We currently run a small shared hosting service for a couple of hundred small PHP sites on our servers. We'd like to offer Python support too, but from our initial research at least, a server restart seems to be required after each source code change.
Is this really the case? If so, we're just not going to be able to offer Python hosting support. Giving our clients the ability to upload files is easy, but we can't have them restart the (shared) server process!
PHP is easy -- you upload a new version of a file, the new version is run.
I've a lot of respect for the Python language and community, so find it hard to believe that it really requires such a crazy process to update a site's code. Please tell me I'm wrong! :-)
Python is a compiled language; the compiled byte code is cached by the Python process for later use, to improve performance. PHP, by default, is interpreted. It's a tradeoff between usability and speed.
If you're using a standard WSGI module, such as Apache's mod_wsgi
, then you don't have to restart the server -- just touch the .wsgi
file and the code will be reloaded.
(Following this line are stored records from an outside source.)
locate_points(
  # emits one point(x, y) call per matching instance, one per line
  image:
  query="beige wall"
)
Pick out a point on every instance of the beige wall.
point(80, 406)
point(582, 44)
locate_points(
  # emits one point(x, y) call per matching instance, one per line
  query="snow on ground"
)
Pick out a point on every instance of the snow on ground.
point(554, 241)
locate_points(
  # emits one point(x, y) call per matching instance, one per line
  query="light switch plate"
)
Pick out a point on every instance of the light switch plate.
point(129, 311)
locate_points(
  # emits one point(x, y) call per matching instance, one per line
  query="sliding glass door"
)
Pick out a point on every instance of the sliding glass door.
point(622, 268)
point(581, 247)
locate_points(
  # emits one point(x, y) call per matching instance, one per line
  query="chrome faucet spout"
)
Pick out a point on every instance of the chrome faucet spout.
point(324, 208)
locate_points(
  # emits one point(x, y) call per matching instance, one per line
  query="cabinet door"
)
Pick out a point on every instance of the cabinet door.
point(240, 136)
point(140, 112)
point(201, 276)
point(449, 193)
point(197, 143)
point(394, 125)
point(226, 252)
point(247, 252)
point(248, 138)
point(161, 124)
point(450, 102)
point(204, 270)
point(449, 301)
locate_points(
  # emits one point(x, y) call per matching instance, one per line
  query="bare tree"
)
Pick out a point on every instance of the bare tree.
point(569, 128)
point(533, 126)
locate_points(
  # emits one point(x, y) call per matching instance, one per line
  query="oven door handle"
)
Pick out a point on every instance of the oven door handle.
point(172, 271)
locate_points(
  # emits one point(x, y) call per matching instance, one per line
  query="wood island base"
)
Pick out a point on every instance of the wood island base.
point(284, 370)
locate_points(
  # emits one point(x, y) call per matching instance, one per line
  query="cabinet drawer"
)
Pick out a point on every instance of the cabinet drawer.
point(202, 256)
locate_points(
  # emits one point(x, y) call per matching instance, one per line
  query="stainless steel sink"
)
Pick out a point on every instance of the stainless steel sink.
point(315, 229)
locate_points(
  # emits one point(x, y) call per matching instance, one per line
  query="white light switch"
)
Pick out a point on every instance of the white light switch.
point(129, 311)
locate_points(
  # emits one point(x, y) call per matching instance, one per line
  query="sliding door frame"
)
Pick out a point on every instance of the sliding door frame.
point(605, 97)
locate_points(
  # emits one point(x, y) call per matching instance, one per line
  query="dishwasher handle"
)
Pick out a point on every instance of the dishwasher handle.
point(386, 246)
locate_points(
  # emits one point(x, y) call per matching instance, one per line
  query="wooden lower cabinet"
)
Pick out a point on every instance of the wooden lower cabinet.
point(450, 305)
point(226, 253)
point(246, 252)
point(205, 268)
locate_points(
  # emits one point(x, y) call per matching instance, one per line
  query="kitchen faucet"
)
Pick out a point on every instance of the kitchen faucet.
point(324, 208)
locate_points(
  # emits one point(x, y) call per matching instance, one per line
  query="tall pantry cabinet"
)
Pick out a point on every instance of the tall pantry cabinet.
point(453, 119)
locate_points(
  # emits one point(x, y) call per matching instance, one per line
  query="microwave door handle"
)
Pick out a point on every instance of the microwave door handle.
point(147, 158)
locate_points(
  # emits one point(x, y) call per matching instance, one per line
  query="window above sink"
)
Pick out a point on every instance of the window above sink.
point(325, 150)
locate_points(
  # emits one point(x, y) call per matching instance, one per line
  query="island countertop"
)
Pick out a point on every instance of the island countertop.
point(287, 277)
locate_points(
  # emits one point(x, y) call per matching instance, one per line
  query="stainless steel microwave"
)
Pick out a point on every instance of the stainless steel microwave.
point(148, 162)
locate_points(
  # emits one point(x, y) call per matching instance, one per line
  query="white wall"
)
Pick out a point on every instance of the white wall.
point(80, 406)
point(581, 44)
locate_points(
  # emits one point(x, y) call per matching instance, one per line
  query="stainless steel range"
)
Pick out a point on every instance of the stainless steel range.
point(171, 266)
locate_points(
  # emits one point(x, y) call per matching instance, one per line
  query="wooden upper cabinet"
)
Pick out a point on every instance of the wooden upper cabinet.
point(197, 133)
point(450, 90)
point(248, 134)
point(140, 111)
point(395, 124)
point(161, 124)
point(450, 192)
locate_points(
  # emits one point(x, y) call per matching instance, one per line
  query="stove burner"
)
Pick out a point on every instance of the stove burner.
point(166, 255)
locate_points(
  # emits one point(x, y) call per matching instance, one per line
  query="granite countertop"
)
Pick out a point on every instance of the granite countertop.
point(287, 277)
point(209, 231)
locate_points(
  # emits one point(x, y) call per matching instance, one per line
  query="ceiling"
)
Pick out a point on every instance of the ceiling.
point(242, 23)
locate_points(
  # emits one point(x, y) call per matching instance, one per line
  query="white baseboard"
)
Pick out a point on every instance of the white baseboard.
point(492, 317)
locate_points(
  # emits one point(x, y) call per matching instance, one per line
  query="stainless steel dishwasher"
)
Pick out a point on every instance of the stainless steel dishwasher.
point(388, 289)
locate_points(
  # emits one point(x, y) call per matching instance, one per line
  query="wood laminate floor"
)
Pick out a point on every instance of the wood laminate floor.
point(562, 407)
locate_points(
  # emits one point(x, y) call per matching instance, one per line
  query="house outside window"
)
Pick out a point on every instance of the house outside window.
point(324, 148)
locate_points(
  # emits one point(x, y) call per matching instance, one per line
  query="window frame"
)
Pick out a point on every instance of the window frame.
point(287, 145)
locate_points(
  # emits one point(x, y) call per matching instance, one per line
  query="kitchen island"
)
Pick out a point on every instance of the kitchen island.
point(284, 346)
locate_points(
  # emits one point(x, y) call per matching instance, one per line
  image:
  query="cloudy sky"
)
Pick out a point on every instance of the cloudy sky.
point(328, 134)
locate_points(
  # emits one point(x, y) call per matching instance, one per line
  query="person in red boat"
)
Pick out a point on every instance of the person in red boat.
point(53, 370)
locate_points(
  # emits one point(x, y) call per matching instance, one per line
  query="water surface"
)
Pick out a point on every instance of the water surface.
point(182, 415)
If you're using some weird server which doesn't support WSGI, you're sort of on your own usability-wise.
Depends on how you deploy the Python application. If it is as a pure Python CGI script, no restarts are necessary (not advised at all though, because it will be super slow). If you are using modwsgi in Apache, there are valid ways of reloading the source. modpython apparently has some support and accompanying issues for module reloading.
There are ways other than Apache to host Python application, including the CherryPy server, Paste Server, Zope, Twisted, and Tornado.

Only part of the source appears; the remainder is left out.